The dendrites of ciliated sensory neurons in B9 gene;nph gene double mutants are malformed although the surrounding sheath cells are intact. (A–F) Transgenic B9 gene single mutants and B9 gene;nph-4 double mutants were generated that expressed the xbx-7::YFP transcriptional fusion to visualize the ciliated sensory neurons. (A, C, and E) Expression of xbx-7::YFP revealed that the (arrow) phasmid dendrites are properly extended from the (arrowhead) cell bodies in the background of single B9 gene mutations. (B, D, and F) The phasmid dendrites of B9 gene;nph-4 double mutant worms were shortened at variable lengths and sometimes (arrow) misdirected. (G and H) Morphological analysis of (left) amphid and (right) phasmid sheath cells in wild-type and tza-1;nph-4 double mutant worms.

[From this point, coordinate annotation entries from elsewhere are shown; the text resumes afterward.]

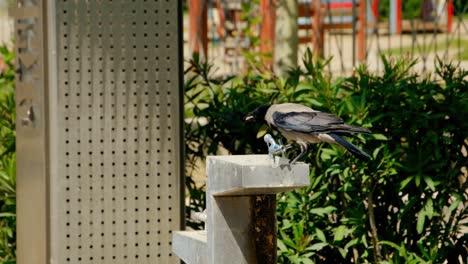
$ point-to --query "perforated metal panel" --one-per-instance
(114, 192)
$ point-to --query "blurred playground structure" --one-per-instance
(351, 32)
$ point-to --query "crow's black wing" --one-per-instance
(308, 122)
(314, 122)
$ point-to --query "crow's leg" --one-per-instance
(303, 146)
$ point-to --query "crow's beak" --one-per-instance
(248, 118)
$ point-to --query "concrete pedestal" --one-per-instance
(241, 210)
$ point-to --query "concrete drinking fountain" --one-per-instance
(241, 210)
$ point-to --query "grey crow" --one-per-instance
(304, 125)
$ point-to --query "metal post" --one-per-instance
(198, 35)
(241, 210)
(99, 131)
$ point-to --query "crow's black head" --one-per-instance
(257, 115)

Transgenic worms were generated that coexpressed the tza-1::DsRed2 transcriptional fusion to visualize the ciliated sensory neurons and the f16f9.3::GFP transcriptional fusion to visualize the associated sheath cells. (G) In wild-type worms, the amphid and phasmid sheath cells fully surrounded the dendrites of the ciliated sensory neurons at (arrows) their distal tips where the cilia are formed. (H) Sheath cell morphology was unaffected in tza-1;nph-4 double mutants. The amphid sheath cells were properly extended to surround the distal tips of the associated neurons. Likewise, phasmid sheath cells in the tail were appeared normally extended while the phasmid neuron dendrites were (arrows) shortened and clearly dissociated from (arrowhead) the distal ends of the sheath cells.